I can only hope the exchange isn’t one way.  I hope in return there’s some neighborhood in New York that’s overrun with Vallejo hoodrats in over-sized Warriors jerseys and Donald Duck parkas.  I hope there’s some suburb of Philadelphia that’s full of red-eyed Chico State dropouts selling overpriced bags of weed cut with astroturf.

It’d only be fair.

But on Thanksgiving, the Invasion retreats.  The streets are emptied, the traffic dissipates.  A clear, fresh wind blows, and there’s not a Red Sox hat in sight.  Mission coffeeshops look like ghost-towns, and the Phone Booth is lucky if it gets two customers a night.


The only exception is San Francisco’s startlingly large population of Steelers fans, who I assume don’t go back to Pittsburgh because:

A) they’re wanted for rape, assault, or B&E in Penn.
B) they’re too poor for a Greyhound ticket.
c) they don’t have families because, rather than being born, they simply coalesced out of Pittsburgh’s polluted, putrid air, their bodies a physical manifestation of cheap beer and pure fucking malevolence.

Thankfully they pretty much keep to themselves.


For the curious, Thanksgiving is indeed the second best time to be in San Francisco.  The first is the week of Burning Man, when legions of worthless artsy scenester fuckwits, regardless of origin, take their bikes and a backpack full of tight jeans out to the desert, leaving our city a briefly hipster-free heaven.

A Paradise.

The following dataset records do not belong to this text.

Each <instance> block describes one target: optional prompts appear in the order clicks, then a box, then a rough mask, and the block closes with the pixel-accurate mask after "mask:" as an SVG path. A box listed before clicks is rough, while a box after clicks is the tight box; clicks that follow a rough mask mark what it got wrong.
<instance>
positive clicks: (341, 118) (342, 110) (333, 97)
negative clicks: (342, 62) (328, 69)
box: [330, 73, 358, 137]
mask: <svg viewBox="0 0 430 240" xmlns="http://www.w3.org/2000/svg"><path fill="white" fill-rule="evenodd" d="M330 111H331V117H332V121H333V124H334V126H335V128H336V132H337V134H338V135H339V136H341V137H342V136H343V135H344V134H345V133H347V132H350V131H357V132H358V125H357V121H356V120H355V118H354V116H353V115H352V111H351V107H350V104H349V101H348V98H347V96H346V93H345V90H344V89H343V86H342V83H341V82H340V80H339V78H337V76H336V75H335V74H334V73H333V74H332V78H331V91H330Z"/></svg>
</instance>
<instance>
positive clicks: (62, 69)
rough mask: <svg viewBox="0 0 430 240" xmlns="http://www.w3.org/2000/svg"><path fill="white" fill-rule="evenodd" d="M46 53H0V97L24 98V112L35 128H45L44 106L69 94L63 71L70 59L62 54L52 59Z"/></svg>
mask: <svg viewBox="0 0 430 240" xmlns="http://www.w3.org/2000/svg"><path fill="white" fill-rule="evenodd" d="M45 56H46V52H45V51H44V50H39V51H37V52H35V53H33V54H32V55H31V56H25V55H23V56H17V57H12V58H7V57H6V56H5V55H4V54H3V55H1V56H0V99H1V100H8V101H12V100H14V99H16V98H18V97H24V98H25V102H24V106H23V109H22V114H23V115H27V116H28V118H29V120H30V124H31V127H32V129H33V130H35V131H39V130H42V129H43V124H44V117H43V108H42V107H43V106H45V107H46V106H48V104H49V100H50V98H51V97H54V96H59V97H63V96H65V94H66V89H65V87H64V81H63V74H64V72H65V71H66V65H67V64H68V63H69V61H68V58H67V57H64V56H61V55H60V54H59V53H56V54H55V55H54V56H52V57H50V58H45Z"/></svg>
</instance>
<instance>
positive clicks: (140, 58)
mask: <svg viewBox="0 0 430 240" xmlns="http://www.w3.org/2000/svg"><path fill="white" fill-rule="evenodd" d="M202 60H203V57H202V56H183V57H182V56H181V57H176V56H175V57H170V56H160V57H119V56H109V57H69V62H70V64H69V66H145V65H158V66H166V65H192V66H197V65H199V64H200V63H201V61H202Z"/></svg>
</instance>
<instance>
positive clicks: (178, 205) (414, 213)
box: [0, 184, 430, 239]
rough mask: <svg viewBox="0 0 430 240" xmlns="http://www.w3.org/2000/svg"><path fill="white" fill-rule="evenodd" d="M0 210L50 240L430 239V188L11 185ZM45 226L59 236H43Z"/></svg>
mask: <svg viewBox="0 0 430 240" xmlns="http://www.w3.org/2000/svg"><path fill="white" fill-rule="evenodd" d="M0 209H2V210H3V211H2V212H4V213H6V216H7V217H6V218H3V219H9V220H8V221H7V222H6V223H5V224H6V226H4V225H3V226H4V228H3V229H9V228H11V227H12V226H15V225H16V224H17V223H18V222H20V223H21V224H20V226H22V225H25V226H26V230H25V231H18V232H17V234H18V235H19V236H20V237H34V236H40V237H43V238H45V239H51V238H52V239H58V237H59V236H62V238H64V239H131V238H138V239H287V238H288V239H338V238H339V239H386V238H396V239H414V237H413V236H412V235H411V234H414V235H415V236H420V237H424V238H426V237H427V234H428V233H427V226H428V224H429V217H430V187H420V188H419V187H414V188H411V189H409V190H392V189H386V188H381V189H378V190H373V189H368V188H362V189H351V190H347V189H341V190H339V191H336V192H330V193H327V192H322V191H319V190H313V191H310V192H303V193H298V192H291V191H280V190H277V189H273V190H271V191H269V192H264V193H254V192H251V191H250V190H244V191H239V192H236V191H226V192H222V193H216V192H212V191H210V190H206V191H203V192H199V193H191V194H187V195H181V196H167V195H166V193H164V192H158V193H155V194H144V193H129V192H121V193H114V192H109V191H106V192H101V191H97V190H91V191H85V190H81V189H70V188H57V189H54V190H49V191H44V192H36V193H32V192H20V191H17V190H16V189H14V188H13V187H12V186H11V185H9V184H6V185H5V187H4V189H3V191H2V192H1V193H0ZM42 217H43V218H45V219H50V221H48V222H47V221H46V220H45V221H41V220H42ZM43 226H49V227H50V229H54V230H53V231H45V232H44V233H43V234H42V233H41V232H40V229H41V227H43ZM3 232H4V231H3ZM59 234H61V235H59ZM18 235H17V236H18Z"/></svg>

A San Francisco without dbags or photography enthusiasts or bloggers. It would be like Aspen if all the rich suddenly emigrated.  It would be like Hawaii before the invention of air travel.  It would be like Florida if all Floridians swam out into the ocean and drowned.

It would be pristine, unspoiled.

Alas, the letters I’ve written to the City Council suggesting that we dynamite the bridges while the assbags are away remain woefully unanswered.


On Friday, Jo returned briefly from LA, and with Claire and some others we discussed the Eastern Occupation at length while getting ripped on gin and tonics at a blissfully uncrowded Elbo Room.

“LA is just as bad, if not worse.  Up here you get a nation’s worth of scum.  In LA we get that shit from around the globe.  Everyone’s a screenwriter or a lawyer or a prostitute, and they all carry knives.”

“It’s so much less noticeable, though.” I pointed out.  “The sheer volume of shit may be higher, but people born in LA are so fucking unbearable that there’s no sharp contrast, no point of comparison.  They’re just vermin with different accents and strange clothes.”

She went on to tell me stories of all manner of awful things she’s witnessed first-hand at parties in the hills overlooking Los Angeles.  I consider myself reasonably worldly, reasonably hardened against the ugliness of life in our time, but fuck, there’s some bad shit going on down there.

“…this dude had a bowl of cocaine and was playing showtunes.”



“Wow. Showtunes?!”

“Fucking Thanksgiving parties.”

I forget that, though I’ve had occasion to run with some seriously reprehensible fucks in my time, people deeply lacking both ethics and good taste, there’s a whole other level of atrocious villainy accessible only to the super-rich.

I had never really considered it before.  I suppose in some deep unconscious part of my brain I suspected that there is a higher caste of well-dressed degenerate that I’d never had occasion to encounter, having been educated in public schools and raised in the middle class.  An entirely separate USC-attending trust-funded drug-addled amoral aristocracy.  But to hear direct accounts of them, of verifiable sitings in the wild, is something else.

I shudder at the thought.

This year, give thanks that you weren’t born in LA, and don’t have bowls of cocaine and showtunes at your holiday parties.